Metrics

The Genesis Platform provides metrics both on the framework and at the application level.

Framework metrics are provided out of the box. Once these have been enabled, they provide base-line information. You can build on top of this to provide application-specific metrics.

Metrics allow in-depth monitoring of running applications and early detection of issues.

tip

It is recommended that you always enable metrics in production applications. This helps early detection of problems and gives you invaluable context if an incident occurs.

Enabling metrics

To enable metrics on your application, add the following settings to your system definition file:

item(name = "MetricsEnabled", value = "true")
item(name = "MetricsReportType", value = "{see below for details}")
item(name = "MetricsClassLoaderStatsEnabled", value = "true")
item(name = "MetricsProcessorStatsEnabled", value = "true")

Property	Default	Explanation
MetricsEnabled	`false`	enables metrics for your application
MetricsReportType	n/a	a comma-separated list of metrics reporters
MetricsProcessorStatsEnabled	`false`	enables additional process metrics
MetricsClassLoaderStatsEnabled	`false`	enables additional classloader metrics

Metric names

The framework provides an abstraction on top of the reporters. A single interface is used, regardless of how the metrics are reported.

Each metric has an identifier that consists of a name and a series of tags.

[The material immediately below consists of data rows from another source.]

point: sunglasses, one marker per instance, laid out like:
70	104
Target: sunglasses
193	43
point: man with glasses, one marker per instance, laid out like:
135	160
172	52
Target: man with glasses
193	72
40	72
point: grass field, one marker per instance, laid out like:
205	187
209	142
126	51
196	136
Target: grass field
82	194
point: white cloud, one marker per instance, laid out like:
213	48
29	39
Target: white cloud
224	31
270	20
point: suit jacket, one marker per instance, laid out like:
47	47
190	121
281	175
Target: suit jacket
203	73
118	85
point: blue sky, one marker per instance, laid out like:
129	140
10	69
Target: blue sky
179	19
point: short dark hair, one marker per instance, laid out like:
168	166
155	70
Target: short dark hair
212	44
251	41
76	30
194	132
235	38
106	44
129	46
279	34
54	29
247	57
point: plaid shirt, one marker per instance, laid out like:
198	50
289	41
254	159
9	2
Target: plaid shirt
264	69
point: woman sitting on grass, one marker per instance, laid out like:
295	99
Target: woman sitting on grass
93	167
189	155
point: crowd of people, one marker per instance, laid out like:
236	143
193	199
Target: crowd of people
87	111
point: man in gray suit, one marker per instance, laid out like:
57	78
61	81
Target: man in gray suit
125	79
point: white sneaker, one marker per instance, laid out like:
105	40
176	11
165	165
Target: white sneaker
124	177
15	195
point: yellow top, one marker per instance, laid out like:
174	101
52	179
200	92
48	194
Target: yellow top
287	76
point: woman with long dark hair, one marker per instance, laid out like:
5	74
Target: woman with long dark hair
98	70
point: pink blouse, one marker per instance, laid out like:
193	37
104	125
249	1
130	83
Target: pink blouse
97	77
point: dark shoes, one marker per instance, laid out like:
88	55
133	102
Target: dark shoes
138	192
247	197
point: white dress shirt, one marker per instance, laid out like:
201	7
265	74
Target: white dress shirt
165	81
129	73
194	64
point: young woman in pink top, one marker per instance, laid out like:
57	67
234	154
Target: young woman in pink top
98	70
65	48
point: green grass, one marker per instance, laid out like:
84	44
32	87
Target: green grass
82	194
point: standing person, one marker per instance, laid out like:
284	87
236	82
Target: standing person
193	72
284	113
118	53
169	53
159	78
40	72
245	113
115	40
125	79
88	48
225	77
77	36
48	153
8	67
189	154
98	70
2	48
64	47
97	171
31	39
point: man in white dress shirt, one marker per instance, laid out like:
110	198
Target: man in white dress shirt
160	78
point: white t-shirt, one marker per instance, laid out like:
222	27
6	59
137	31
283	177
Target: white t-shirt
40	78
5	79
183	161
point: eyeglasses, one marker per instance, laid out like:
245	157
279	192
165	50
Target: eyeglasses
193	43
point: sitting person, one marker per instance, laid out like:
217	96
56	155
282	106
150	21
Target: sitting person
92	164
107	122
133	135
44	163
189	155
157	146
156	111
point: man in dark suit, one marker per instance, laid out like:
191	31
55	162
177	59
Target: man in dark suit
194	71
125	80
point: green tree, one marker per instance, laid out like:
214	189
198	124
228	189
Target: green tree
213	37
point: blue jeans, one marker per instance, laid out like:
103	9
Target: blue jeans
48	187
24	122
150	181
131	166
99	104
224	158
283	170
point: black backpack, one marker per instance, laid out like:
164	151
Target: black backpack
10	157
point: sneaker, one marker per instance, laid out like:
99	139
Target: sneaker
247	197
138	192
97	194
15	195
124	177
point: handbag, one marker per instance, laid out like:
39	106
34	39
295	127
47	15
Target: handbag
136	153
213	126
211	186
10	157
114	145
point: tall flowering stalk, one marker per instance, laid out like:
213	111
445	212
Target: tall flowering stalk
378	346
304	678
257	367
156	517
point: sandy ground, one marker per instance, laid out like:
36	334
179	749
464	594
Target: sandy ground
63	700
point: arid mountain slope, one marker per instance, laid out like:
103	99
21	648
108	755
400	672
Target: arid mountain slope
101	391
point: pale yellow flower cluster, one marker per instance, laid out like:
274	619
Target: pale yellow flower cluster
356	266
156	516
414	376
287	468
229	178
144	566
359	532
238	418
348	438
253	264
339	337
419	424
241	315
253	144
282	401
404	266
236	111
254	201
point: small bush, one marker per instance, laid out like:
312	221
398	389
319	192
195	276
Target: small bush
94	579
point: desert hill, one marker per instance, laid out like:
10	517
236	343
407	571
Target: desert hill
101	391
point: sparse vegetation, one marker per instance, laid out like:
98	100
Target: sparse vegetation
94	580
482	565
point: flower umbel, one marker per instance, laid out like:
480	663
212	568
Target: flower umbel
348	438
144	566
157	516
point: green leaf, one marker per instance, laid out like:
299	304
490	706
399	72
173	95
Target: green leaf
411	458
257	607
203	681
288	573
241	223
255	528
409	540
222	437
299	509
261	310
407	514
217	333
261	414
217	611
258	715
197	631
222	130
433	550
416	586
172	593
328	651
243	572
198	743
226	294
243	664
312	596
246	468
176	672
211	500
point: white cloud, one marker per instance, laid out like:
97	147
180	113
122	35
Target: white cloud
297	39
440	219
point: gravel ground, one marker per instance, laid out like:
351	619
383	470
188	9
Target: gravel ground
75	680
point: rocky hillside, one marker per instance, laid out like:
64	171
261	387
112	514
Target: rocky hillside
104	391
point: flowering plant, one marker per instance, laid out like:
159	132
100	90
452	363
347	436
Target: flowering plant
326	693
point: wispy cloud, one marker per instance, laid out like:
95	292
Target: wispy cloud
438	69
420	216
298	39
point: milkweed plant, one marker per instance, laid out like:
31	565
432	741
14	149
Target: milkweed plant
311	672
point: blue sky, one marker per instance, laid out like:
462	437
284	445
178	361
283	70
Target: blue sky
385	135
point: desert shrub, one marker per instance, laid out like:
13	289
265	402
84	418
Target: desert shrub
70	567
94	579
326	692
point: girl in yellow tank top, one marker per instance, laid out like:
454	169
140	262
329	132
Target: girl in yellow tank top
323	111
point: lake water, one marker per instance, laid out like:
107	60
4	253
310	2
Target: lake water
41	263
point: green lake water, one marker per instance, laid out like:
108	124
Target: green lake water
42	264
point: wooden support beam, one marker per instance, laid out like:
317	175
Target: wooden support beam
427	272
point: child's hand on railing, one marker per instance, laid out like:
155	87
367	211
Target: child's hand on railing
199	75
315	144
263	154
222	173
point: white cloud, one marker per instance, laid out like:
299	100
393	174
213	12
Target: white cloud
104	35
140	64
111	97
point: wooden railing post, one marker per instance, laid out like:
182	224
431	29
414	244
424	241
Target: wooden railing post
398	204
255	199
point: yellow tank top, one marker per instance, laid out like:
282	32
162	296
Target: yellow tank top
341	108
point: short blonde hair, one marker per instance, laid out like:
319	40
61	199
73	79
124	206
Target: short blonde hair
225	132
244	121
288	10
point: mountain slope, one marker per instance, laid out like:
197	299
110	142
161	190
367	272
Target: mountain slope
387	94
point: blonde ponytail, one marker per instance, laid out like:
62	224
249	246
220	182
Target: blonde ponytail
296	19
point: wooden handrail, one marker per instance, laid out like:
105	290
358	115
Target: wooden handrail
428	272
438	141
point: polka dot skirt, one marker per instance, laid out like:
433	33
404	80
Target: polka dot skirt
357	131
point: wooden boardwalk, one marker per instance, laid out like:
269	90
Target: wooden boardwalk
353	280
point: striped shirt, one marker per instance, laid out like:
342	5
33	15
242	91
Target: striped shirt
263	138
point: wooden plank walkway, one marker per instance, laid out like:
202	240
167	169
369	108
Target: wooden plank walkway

The framework provides these tags for every metric:

Metric	Explanation
groupName	process group, e.g. GENESIS or AUTH
processName	the name of the process e.g. GENESIS_ROUTER
hostname	the hostname e.g. TAM_PROD1

In addition to these tags, each metric can provide additional tags. How these tags are reported depends on the metric reporter.

Metric reporters

You can specify multiple reporters. Your list must be comma-separated, e.g. GRAPHITE,DATADOG. The reporter affects the name of metrics. Within the framework, metrics have a name and tags.

The available reporters are:

Reporter	Description
GRAPHITE	Publishes metrics to a Graphite server
DATADOG	Publishes metrics to a Datadog server
SLF4J	Publishes metrics to the services' log file

Graphite

Graphite is an open-source sink that you can use for metrics in Genesis applications.

Graphite is often paired with Grafana, which can source data from Graphite and provides the means to set up and display alerts.

Graphite reports metrics in a hierarchical - tree - structure.

There are two ways for Genesis to generate the metric id for graphite: either hierarchical or dimensional.

Hierarchical metric structure

When the hierarchical structure is used, the metric id will be built of the following components separated by dots ..

genesis
the value of the group name tag
the value of the process name tag
the value of the host name tag
additional tags, including the key and value
the metric name

e.g. genesis.genesis.genesis_router.tam_prod1.active_connections

Dimensional metric structure

When the dimensional metric structure is used, the metric id will begin with the metric name and all tag keys and values are joined.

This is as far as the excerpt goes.